On prem or on cloud is up to you. Works best when you treat EVERY network like it’s hostile and just pretend you’re on the open internet anywhere you go but if you want to trust a local network - well you can…

This is not a site to site vpn. It’s a zero trust overlay (i know - zero trust such marketing BS right? lol)… It’s modern, centralized access control, mtls between all network nodes (before leaving the overlay), e2e by default (chacha20/poly-1305 - libsodium), continous auth capabilities, mfa on windows (currently only really on windows). All you need outbound internet and you have an incredibly secure overlay. it’s literally designed to act like it’s on an open, unsecure network but I can understand if some of your clients won’t allow it out of the gate. They can always turn off your access by just stopping the local entry point if they ever get squirrely. All they need is outbound to one or two addresses, port 80/443 and you can do all this.

Anyway, I don’t know if this post will get downvoted / removed. Since it’s all open source and FOSS and seems to be a solution to what you’re looking for I thought it’d be fine and to post this and it seems like it would do what you want so i took a chance and wrote all this up… It’s https://openziti.github.io/ if you want to check the project out. I dropped a link to the discourse post if you want to ask other questions there/here. I made a subreddit for it but - it’s pretty barren still. You could ask there too :slight_smile:

I hope this is helpful and welcomed - if not well dang… I’m sorry :confused:

This sounds like you’re asking as an MSP that wants to manage or monitor remote systems and services on customer networks. Ideal solutions would have something onsite with a reporting tool that restricts access to just the services/systems that need to be monitored and only reports data out to specific collection servers over specific secure ports. This usually works for customers that don’t like remote access to their network.

If you are tunneling/adding remote access to healthcare vendors what sort of HIPAA regulations do you face? Serious question, working for a MSSP that does SMB and Ent and we just landed our first Healthcare provider. We are worried about tying anything of ours to them with bringing on greater legal liability.

This is so true and the most ideal solution. While I wished this was possible with our team, the hospitals that we deal with are very picky about having their own solution in place and it’s a battle between winning a deal and doing it right and we all know how that works.

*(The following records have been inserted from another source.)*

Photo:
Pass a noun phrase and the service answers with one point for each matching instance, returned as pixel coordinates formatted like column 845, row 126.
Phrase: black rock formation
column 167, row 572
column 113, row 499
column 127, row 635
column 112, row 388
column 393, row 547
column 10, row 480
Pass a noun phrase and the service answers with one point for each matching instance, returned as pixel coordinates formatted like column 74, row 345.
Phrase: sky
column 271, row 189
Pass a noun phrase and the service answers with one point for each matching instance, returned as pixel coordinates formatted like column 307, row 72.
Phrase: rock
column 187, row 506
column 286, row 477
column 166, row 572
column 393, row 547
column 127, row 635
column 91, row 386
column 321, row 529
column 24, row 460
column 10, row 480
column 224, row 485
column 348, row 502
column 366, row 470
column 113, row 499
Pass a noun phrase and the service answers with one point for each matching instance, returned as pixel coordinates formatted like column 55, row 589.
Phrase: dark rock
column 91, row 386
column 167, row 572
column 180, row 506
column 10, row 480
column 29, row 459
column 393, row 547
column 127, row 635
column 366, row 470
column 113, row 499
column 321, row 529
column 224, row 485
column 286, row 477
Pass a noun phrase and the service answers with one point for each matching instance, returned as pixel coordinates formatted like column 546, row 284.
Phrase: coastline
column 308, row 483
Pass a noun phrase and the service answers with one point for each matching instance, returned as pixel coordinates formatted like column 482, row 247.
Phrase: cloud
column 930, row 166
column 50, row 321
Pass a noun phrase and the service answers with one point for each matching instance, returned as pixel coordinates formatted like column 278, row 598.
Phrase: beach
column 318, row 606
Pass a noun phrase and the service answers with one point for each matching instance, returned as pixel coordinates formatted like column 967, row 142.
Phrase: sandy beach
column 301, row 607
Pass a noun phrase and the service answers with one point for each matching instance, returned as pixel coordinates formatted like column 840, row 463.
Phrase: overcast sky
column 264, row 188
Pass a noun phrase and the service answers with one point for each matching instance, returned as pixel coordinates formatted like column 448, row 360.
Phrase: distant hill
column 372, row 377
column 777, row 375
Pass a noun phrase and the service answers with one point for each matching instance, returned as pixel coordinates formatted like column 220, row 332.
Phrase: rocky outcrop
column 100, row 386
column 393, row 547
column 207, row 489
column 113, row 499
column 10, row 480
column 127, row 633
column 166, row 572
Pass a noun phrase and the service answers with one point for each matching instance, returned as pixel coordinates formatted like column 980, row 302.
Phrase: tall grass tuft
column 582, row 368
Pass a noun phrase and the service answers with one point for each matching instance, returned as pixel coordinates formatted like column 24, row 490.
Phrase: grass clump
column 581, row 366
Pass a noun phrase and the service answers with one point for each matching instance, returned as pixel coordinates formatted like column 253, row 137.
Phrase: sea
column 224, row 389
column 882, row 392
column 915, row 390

What solution are you using for 2FA/MFA on your jump boxes?

I can’t speak to all of the intricacies with HIPAA as that gets into legal and compliance with variability on a per state basis, however there are great distinctions between taking in PHI vs. accessing PHI. Also, it depends if you are a covered entity vs. business associate. We remotely access the customers site as to not have to worry about taking data on site and dealing with the “data at rest” portions of HIPAA. We fall under the business associate portion.

At least you’re using VPN. I moved from healthcare to Media and all their vendors want to use teamviewer as a support tool…

right, i figured/hoped you were only in the “access” portion and not rest cuz f that. so even if we are the hardware provider/configuration we still are only associate even with a “permanent” connection in the way of VPN or Teamviewer host or whathaveyou

Edit: depending on local jurisdiction that i should check

teamviewer has it’s place…in a dumpster.